Nulle fouille à l’entrée, des casiers sont disponibles dans le couloir, mais il est possible de rentrer avec toutes ses affaires dans le lieu de concert. La salle est pleine, comme c’est le cas pour l’ensemble des dates de la tournée. Chacun se répartit de façon à former des lignes quadrillées (pogo et autre circle pit sont tacitement proscrits), parler aux personnes alentours et crier est toujours interdit, tandis que le port du masque reste obligatoire, mais les concerts ont désormais de nouveau le droit de s’effectuer debout, et non plus assis, ce qui est une belle avancée ! Les membres apparaissent sur scène à l’heure de début prévue, sous un torrent d’applaudissements et l’on entend même quelques cris discrets…
Pendant 2h30, Ningen Isu enchaînera 18 titres, dont la grande majorité provient de leurs premiers albums. Dès l’ouverture, Suzuki annonce avoir sélectionné une vingtaine de titres pour leur passage sur l’île de Kyûshû, tous plus sombres les uns que les autres – ce qui est normal au vu du titre de la tournée – ajoute-il avec un grand sourire mordant dont il a le secret. Wajima remercie de nombreuses fois le public d’être venu en si grand nombre malgré la chaleur, remerciant le staff d’avoir mis la climatisation sur scène pour ce groupe du nord qui n’est pas habitué à la chaleur subtropicale du mois de septembre. « C’est incroyable, on dirait qu’ici, c’est encore l’été ! ». Comme à leur habitude, les membres font quelques pauses en restant sur scène, durant lesquelles ils discutent entre eux de choses et d’autres, faisant réagir le public par les interactions souvent comiques ou incongrues du guitariste et du bassiste. Le batteur, qui se fait appeler Aniki et lance toujours au milieu des concert un « Aniki o yonde kureeeee » (« Appelez-moi Anikiiiii »), auquel les fans répondent avec vigueur, lance cette fois-ci – covid oblige – « Appelez-moi Aniki au fond de votre cœur » ! Après un solo ravageur, la prestation de Nobu sur Kumo no ito (Le fil de l’araignée) est incroyable : le batteur chante en même temps qu’il joue de la batterie, dans une association parfaite voix/instrument.

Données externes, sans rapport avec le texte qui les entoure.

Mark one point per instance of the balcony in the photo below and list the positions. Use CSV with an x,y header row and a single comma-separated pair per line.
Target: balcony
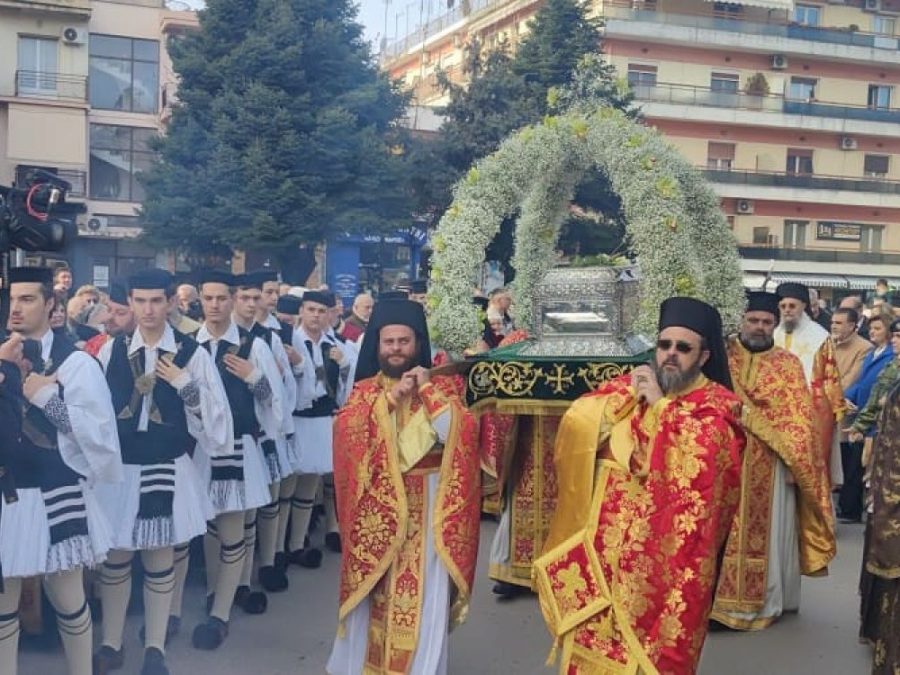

Également batteur dans le groupe Domingos, il dit avoir commencé à combiner chant et batterie qu’à partir de son entrée dans Ningen Isu, en 2004. Également en pleine forme, Wajima ne cesse de bondir d’un coin à l’autre de la scène et ravit ses admirateurs par un solo joué avec la guitare dans le dos, puis entre les dents, à la Jimi Hendrix ! Ce qui est plus rare, Suzuki l’accompagne quelques secondes en plaçant sa basse dans son dos, l’air de dire « Moi aussi je peux le faire », ce qui ne manque pas de déclencher l’hilarité dans la salle…
Bref, une belle prestation, où les membres ont donné le meilleur d’eux-mêmes, dans une ambiance détendue et avec un public composé essentiellement de fans de longue date du groupe. Les deux spectatrices avec lesquelles nous avons pu échanger quelques mots avant et après le concert vivent loin de Fukuoka et ont traversé le Japon sur la semaine pour suivre le groupe sur une partie de sa tournée ! Une preuve que Ningen Isu a su se poser au fil des années comme une formation majeure dans le milieu de la scène metal japonaise.